The primary source of the Company’s funding is shareholder funds.  

While the future performance of the Company is dependent, to a large degree, on the performance of international financial markets, which in turn are subject to many external factors, the Board’s intention is that the Company will continue to pursue its stated investment objective in accordance with the strategy outlined above.  Further comments on the short-term outlook for the Company are set out in the Chairman’s Statement and the Investment Manager’s report.

Throughout the year the Group’s investments included seven funds managed by the Investment Manager (2016: seven).  No investment management fees were payable directly by the Company in respect of these investments.

PERFORMANCE MEASUREMENT AND KEY PERFORMANCE INDICATORS

In order to measure the success of the Company in meeting its objectives, and to evaluate the performance of the Investment Manager, the Directors review at each meeting:  net asset value, income and expenditure, asset allocation and attribution, share price of the Company and the discount.  The Directors take into account a number of different indicators as the Company does not have a formal benchmark.

PRINCIPAL RISKS AND UNCERTAINTIES
The principal risks identified by the Board, and the steps the Board takes to mitigate them, are as follows:

Investment strategy

Inappropriate long-term strategy, asset allocation and manager selection could lead to underperformance.  The Board discusses investment performance at each of its meetings and the Directors receive reports detailing asset allocation, investment selection and performance.

Business conditions and general economy

The Company’s future performance is heavily dependent on the performance of different equity and currency markets.
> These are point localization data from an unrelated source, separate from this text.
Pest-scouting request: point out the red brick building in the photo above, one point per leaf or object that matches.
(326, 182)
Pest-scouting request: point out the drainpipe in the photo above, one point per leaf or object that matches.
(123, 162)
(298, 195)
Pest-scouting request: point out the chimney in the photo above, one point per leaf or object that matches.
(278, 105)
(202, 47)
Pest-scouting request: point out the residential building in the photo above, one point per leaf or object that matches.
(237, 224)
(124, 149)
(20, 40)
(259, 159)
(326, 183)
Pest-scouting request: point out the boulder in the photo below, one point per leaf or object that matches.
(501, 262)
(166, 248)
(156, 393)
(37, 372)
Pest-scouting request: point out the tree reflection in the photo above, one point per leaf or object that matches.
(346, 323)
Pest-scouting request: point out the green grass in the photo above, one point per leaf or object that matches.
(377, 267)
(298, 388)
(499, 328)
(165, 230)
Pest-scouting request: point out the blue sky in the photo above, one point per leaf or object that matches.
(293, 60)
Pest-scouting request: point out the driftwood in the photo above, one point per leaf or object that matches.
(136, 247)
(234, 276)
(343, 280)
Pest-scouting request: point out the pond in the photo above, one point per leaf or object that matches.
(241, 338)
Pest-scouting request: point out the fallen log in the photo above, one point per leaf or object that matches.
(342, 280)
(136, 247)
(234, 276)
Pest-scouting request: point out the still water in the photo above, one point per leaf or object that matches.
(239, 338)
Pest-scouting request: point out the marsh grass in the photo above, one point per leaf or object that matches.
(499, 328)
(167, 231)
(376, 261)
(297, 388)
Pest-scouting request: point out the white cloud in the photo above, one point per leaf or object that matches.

The Board cannot mitigate the risks arising from adverse market movements. However, diversification within the portfolio will reduce the impact.  Further information is given in portfolio risks below.

Portfolio risks - market price, foreign currency and interest rate risks

Investment returns will be influenced by interest rates, inflation, investor sentiment, availability/cost of credit and general economic conditions in the UK and globally.  A proportion of the portfolio is in investments denominated in foreign currencies and movements in exchange rates could significantly affect their sterling value.  The Investment Manager takes all these factors into account when making investment decisions but the Company does not normally hedge against foreign currency movements.  The Board’s policy is to hold a spread of investments in order to reduce the impact of the risks arising from the above factors by investing in a spread of asset classes and geographic regions.

Net asset value discount

The discount in the price at which the Company’s shares trade to net asset value means that shareholders cannot realise the real underlying value of their investment. Over the last few years the Company’s share price has been at a significant discount to the Company’s net asset value.  The Directors review regularly the level of discount, however given the investor base of the Company, the Board is very restricted in its ability to control the discount to net asset value.

Investment Manager

The quality of the team employed by the Investment Manager is an important factor in delivering good performance and the loss of key staff could adversely affect returns. A representative of the Investment Manager attends each Board meeting and the Board is informed if any changes to the investment team employed by the Investment Manager are proposed.

Tax and regulatory risks

A breach of The Investment Trusts (Approved Companies) (Tax) Regulations 2011 (the ‘Regulations’) could lead to capital gains realised within the portfolio becoming subject to UK capital gains tax. A breach of the UKLA Listing Rules could result in suspension of the Company’s shares, while a breach of company law could lead to criminal proceedings, financial and/or reputational damage. The Board employs Brompton Asset Management LLP as Investment Manager, and Maitland Administration Services Limited as Secretary & Administrator, to help manage the Company’s legal and regulatory obligations.

Operational

Disruption to, or failure of, the Investment Manager’s or Administrator’s accounting, dealing or payment systems, or the Custodian’s records, could prevent the accurate reporting and monitoring of the Company’s financial position. The Company is also exposed to the operational risk that one or more of its suppliers may not provide the required level of service.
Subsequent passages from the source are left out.